Brune, Michel

Date: Tuesday, December 15, 2015
Time: 10:00
Place: ETH Zurich, Hönggerberg, HCP  E 47.2, new building behind the HCI
Host: Tobias Thiele /Andreas Wallraff

Probing dipole coupling in cold Rydberg atoms by microwave spectroscopy

Michel Brune
Laboratoire Kastler Brossel, CNRS, ENS, UPMC, Collège de France

Due to their huge polarizability, Rydberg atoms present strong, dipole-dipole interactions. Studying many-body correlations in a dense cold cloud of Rydberg atoms may be of interest as a quantum simulator of model many-body hamiltonians of importance for understanding solid-states systems.

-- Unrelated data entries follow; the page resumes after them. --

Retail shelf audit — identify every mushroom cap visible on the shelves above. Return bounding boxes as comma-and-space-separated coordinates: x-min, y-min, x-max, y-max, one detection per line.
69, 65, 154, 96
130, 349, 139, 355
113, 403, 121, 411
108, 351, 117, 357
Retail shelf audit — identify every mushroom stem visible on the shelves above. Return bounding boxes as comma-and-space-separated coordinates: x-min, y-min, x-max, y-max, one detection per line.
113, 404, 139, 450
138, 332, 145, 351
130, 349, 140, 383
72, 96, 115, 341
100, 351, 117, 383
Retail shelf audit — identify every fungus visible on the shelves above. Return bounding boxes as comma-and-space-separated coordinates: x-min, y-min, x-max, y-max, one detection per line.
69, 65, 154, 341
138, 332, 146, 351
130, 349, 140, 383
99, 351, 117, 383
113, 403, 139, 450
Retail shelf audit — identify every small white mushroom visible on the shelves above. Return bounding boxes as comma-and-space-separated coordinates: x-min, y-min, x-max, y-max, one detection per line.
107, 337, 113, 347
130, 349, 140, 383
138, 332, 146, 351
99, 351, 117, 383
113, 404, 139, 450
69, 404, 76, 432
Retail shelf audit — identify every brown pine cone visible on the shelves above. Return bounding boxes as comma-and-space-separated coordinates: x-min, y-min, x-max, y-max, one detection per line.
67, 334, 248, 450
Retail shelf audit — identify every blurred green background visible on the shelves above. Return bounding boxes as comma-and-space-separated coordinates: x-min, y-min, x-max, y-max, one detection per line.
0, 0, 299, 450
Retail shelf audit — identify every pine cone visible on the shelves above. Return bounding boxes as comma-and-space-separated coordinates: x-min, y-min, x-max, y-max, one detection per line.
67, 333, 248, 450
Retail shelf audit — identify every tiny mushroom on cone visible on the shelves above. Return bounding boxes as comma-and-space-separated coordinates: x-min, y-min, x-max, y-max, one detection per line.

We study a cold 87Rb atomic sample magnetically trapped on a superconducting atom chip. Due to the large polarizability of Rydberg atoms, an essential experimental issue is the control of stray electric fields in the vicinity of the atom chip surface. This problem was solved by coating the chip surface with a thick layer of Rubidium\cite{Carla}. We observed coherence times in the ms range for the 60s to 61s microwave two-photon transition, opening interesting perspectives for the study of dipole interactions at higher density of Rydberg atoms. We then use microwave spectroscopy for measuring the interaction energy distribution of a single Rydberg atom with its neighbors\cite{Raul}. The observed energy distribution carries information on spatial correlations between Rydberg atoms prepared in the dipole blockade regime. We study the energy distribution as a function of the detuning of the excitation laser. For blue detuning, we observe that we preferentially excite atoms in the neighborhood of previously excited atoms so that interaction energy shift compensates for laser detuning. We also observe the expansion of the Rydberg atom cloud due to repulsive dipole interaction and show that the cloud rapidly goes out of the "frozen gas approximation" usually used in previous work.

We will finally discuss further development  in the direction of 1D quantum simulations.